Several video game publications, as well as Armstrong's voice actor Alastair Duncan himself, have compared Armstrong to United States President Donald Trump, following Trump's first election in 2016, three years after the release of Metal Gear Rising: Revengeance. Similarly to Trump, Armstrong uses reactionary and anti-establishment rhetoric to win over the American public, as well as the exact slogan "Make America Great Again", a line uttered by Armstrong that had also been used by Ronald Reagan. In 2016, Harper Jay MacIntyre in an article for Kotaku drew parallels between Armstrong's ideology and that of then-presidential candidate Trump as a form of protest against Trump's policies and to urge people to vote in the impending election.

===Character analysis===
Comic Book Resources Sam Rowett, in examining the philosophy behind Revengeance, described Armstrong's ideals as those of philosopher Ayn Rand "taken to their logical conclusion". However, he pointed out that while Armstrong expressed disdain for "the weak", Raiden's retort that Armstrong knows nothing of them was accurate: Armstrong relies on his wealth and the strength provided by the nanomachines, in contrast to Raiden who through the story is stripped of his humanity and constantly tries to reconnect with it. In this way Rowett felt Armstrong did not live up to his own ideals, and instead represented a lust for power, "even at the expense of others", while Raiden reflected American optimism. While both men were driven by their disgust for what America had become, he saw in the game's conclusion that Raiden did not necessarily take on Armstrong's ideals, but instead his drive to "achieve his goal by any means necessary."

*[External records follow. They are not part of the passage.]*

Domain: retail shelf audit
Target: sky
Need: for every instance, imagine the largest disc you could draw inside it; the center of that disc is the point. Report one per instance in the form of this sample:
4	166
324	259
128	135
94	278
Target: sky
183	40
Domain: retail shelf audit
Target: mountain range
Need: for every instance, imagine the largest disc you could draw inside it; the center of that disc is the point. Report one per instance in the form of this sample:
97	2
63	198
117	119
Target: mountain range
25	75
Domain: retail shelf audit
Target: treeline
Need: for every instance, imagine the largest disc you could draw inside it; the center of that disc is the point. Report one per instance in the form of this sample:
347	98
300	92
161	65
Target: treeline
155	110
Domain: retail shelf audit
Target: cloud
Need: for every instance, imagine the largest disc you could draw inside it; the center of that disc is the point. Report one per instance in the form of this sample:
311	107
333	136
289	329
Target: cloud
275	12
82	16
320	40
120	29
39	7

Despite their earlier article, in their book titled Rules of Nature, MacIntyre would describe Armstrong's rhetoric as the game shifting from attacking the player's character to the player themselves, particularly the Western audience in its condemnation of modern America. Describing him as a "villain of grandeur" and a symbol of "violent Americana", they felt that the character and Raiden's reactions to him provided the series' "most open and honest damnation of political structures." They further noted the shared ideals Armstrong and Raiden share in their disdain for the state of America, however due to the former's desire to use Social Darwinism as a solution, the two were inevitable to come into conflict. Armstrong's death represented in MacIntyre's eyes the vanquishing of a "passionate foe corrupted by imperfect beliefs", reflected in the nature of his exposed nanomachine-infused heart before it is crushed, something that "pounds with life but it is still artificial and unnatural". Though Armstrong dies, MacIntyre felt he and Raiden developed a bond through combat, reflected in Raiden quoting Armstrong at the game's conclusion.

The lyrics in the background music tracks that play during each of Armstrong's boss fights have also been analyzed and praised for how they illustrate the character's themes. MacIntyre emphasized the use of "blindly" in "Collective Consciousness", the track used in the EXCELSUS battle, to illustrate the game's condemnation of American politics: how the populace will "ignore the real cost of their happiness, justify the actions that granted it" and instead engage in rampant consumption. Meanwhile, Rizky Anugrah Putra in the journal Pulchra Lingua: A Journal of Language Study, Literature & Linguistics examined how the final boss track "It Has To Be This Way" illustrated the conflict between Raiden and Armstrong and how both men wanting to make the world better, with Armstrong dreaming of America "becoming a country where every citizen can realize and fight for his dreams". However, despite being able to comprehend each other's viewpoints and knowing violence would only make things worse, Armstrong's ideals are so extreme that the only resolution is violent conflict, and the resulting destruction will bring change.